I wrote this for the What Pegman Saw flash fiction challenge. The idea is to use a Google street maps image as the inspiration for creating a wee tale no more than 150 words long. My word count is 146.

Today, the Pegman takes us to Littleton, West Virginia. I looked up Littleton and it’s a depressing place dominated by poverty and heroin addiction. Forget any illusions you may have had about small town America. If Littleton is any indication, they’re not true, at least not all the time.

To read other stories based on the prompt, go to

22 thoughts on “Nowhere Near Heaven

    • The things you do for love. I also thought about Paul Simon and Carrie Fisher. I hadn’t realized they’d been married until after her death. The thing that drove them apart was her drug use. She was only nineteen when she played Princess Leia in the original “Star Wars” film so I made my young addict that age, too.


  1. I live in Kentucky, next door to West Virginia, both states part of Appalachia. Both are plagued with the results of the opiod epidemic and heroin/painkiller addiction, including the small town I live outside of. I’ve had a front seat to it all, though my town is better due to the fact it is a university town. It is all beyond sad. The results of joblessness and long-term poverty and a welfare culture. James, an excellent job and wonderful writing as always.


  2. A lot of the responses this week were about drugs. I wonder what that says about us. Where does that stereotype come from, I wonder. Minnesota is seen as a nice place, but we have meth-heads and other nonsense too.


    • The drugs thing, at least for me, comes from a news story to which I included a link in the afterword of my story. It’s a tragic reality of where the story takes place.

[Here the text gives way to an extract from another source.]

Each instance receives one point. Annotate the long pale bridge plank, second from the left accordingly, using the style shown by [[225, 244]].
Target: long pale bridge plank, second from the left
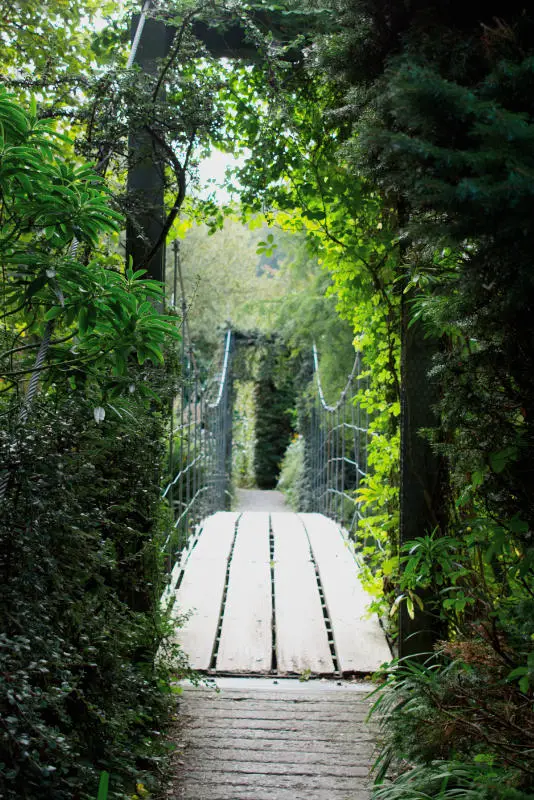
[[246, 636]]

      • Right, I saw the note. But I think there is a general stereotype about Appalachia that relates to drugs and poverty and a way of living. I have to admit it was the first thing that came to my mind when I saw the picture, too. But West Virginia doesn’t own the drug demons. I wonder why we think Appalachia is a drug haven but not the midwest. Do the statistics support it ? Great job with the research, by the way. I honestly didn’t think to look up the town.


      • Oh, I’m sure there are a lot of places where drugs are ruining lives and we are generally unaware of it. I only wrote my story as I did because of the news article I found about that specific town.

        Liked by 1 person

  3. Aye, but will he allow the saving? An addict has to want to be clean for themselves alone. Otherwise “clean” is just a limited time offer. Great story. Great that someone is at least making the offer, it may be all that it takes.


  4. James said:
    I also thought about Paul Simon and Carrie Fisher. I hadn’t realized they’d been married until after her death. The thing that drove them apart was her drug use. She was only nineteen when she played Princess Leia…
    Google it. Surprised me too.

    Yeah, I was googling while streaming my thoughts into my earlier post (and, as I said, yes/yep). I’d known he had been married before but must’ve forgotten it was to her.

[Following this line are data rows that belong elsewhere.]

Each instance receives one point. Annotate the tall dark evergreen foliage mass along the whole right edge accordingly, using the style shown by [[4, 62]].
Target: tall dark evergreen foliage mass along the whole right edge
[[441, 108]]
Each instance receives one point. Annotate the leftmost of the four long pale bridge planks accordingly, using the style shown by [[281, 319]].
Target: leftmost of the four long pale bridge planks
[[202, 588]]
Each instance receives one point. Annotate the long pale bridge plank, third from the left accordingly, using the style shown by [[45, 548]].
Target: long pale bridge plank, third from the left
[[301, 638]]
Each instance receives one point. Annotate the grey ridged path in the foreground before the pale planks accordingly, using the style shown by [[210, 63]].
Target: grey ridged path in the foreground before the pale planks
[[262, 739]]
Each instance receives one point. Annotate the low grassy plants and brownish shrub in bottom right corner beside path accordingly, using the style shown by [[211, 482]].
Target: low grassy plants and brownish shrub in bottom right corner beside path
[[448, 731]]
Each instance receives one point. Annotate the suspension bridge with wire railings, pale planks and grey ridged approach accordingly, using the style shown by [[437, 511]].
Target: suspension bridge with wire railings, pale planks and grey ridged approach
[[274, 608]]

    Here is something I found after my post: https://www.the–fisher-exploitation-tragedy-princess-diarist

    I saw a documentary or report kind of thing about her after her death. I vaguely remember her saying something about the other drugs she took, for depression and maybe to stay off harder stuff, leading to weight issues. Then people would be on her case about her weight. It reminds me of when a brother-in-law was dealing with having been drinking too much. He’d been drinking so much that when he stopped he lost a lot of weight. Here is another reason people shouldn’t make someone else’s weight their business. He was told by someone respected in his life (but not familiar enough to know what was going on) that he should stop losing weight. That loss of weight was easily resolved. (Substance abusers are in precarious places emotionally. And I just don’t see the point anyway on commenting as to another person’s weight if you aren’t the person’s doctor. [I have an exception to that — men who gain weight while their wives are pregnant and never turn back. The person I was married to would eat quickly and then ask for food on my plate. I would get back to my normal weight in a couple months after each h pregnancy, and he would continue in his habits.])

    Carrie seems to have been a tortured soul, but to have done quite a bit of appreciated work… beyond Leia or even acting at all.